8Collaborative Genomics and Translation Group, School of Medical and Health Sciences, Edith Cowan University, Joondalup, Perth, WA, 6027, Australia. s.laws@ecu.edu.au.

9Curtin Health Innovation Research Institute, Curtin University, Bentley, Perth, WA, 6102, Australia. s.laws@ecu.edu.au.

Abstract

Consistent with the concept of the gut-brain phenomenon, observational studies suggest a relationship between Alzheimer's disease (AD) and gastrointestinal tract (GIT) disorders; however, their underlying mechanisms remain unclear. Here, we analyse several genome-wide association studies (GWAS) summary statistics (N = 34,652-456,327), to assess the relationship of AD with GIT disorders. Findings reveal a positive significant genetic overlap and correlation between AD and gastroesophageal reflux disease (GERD), peptic ulcer disease (PUD), gastritis-duodenitis, irritable bowel syndrome and diverticulosis, but not inflammatory bowel disease. Cross-trait meta-analysis identifies several loci (Pmeta-analysis < 5 × 10-8) shared by AD and GIT disorders (GERD and PUD) including PDE4B, BRINP3, ATG16L1, SEMA3F, HLA-DRA, SCARA3, MTSS2, PHB, and TOMM40. Colocalization and gene-based analyses reinforce these loci.
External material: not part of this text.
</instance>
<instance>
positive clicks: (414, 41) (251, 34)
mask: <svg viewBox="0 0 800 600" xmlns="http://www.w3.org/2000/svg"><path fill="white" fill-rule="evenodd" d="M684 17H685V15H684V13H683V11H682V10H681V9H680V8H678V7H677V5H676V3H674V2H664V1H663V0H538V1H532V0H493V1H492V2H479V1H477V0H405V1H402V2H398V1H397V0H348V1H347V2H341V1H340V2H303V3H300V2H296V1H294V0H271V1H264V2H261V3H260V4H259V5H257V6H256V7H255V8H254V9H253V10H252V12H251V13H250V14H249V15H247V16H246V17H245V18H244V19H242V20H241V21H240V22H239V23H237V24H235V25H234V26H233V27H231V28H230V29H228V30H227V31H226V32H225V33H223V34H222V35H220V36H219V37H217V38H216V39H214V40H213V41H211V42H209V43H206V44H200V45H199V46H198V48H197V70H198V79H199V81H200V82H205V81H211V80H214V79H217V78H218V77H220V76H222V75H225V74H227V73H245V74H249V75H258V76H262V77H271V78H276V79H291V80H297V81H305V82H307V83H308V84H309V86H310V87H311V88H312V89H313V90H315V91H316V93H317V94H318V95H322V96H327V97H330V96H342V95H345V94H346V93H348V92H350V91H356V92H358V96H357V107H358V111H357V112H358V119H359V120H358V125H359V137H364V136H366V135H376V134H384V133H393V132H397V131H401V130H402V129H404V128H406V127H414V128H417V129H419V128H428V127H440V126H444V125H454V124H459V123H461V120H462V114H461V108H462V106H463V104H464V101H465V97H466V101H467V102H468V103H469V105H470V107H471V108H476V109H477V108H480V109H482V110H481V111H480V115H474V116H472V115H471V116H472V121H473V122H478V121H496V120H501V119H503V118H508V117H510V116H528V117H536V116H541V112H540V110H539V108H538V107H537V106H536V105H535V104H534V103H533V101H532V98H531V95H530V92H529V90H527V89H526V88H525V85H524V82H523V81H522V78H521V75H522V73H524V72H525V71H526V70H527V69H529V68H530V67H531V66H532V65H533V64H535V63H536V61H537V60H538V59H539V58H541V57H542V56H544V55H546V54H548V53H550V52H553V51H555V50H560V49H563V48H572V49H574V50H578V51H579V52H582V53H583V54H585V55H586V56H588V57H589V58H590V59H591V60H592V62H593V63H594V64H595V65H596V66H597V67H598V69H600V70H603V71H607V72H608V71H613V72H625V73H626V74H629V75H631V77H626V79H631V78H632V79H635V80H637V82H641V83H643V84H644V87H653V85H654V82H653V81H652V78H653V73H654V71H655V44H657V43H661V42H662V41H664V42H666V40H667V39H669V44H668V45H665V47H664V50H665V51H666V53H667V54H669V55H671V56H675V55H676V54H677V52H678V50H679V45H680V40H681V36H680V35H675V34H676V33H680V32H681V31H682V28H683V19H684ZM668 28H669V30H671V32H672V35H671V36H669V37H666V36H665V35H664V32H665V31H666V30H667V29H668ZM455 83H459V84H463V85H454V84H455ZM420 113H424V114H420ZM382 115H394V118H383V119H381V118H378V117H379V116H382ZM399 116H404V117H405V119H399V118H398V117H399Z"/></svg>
Pathway-based analyses demonstrate significant enrichment of lipid metabolism, autoimmunity, lipase inhibitors, PD-1 signalling, and statin mechanisms, among others, for AD and GIT traits. Our findings provide genetic insights into the gut-brain relationship, implicating shared but non-causal genetic susceptibility of GIT disorders with AD's risk. Genes and biological pathways identified are potential targets for further investigation in AD, GIT disorders, and their comorbidity.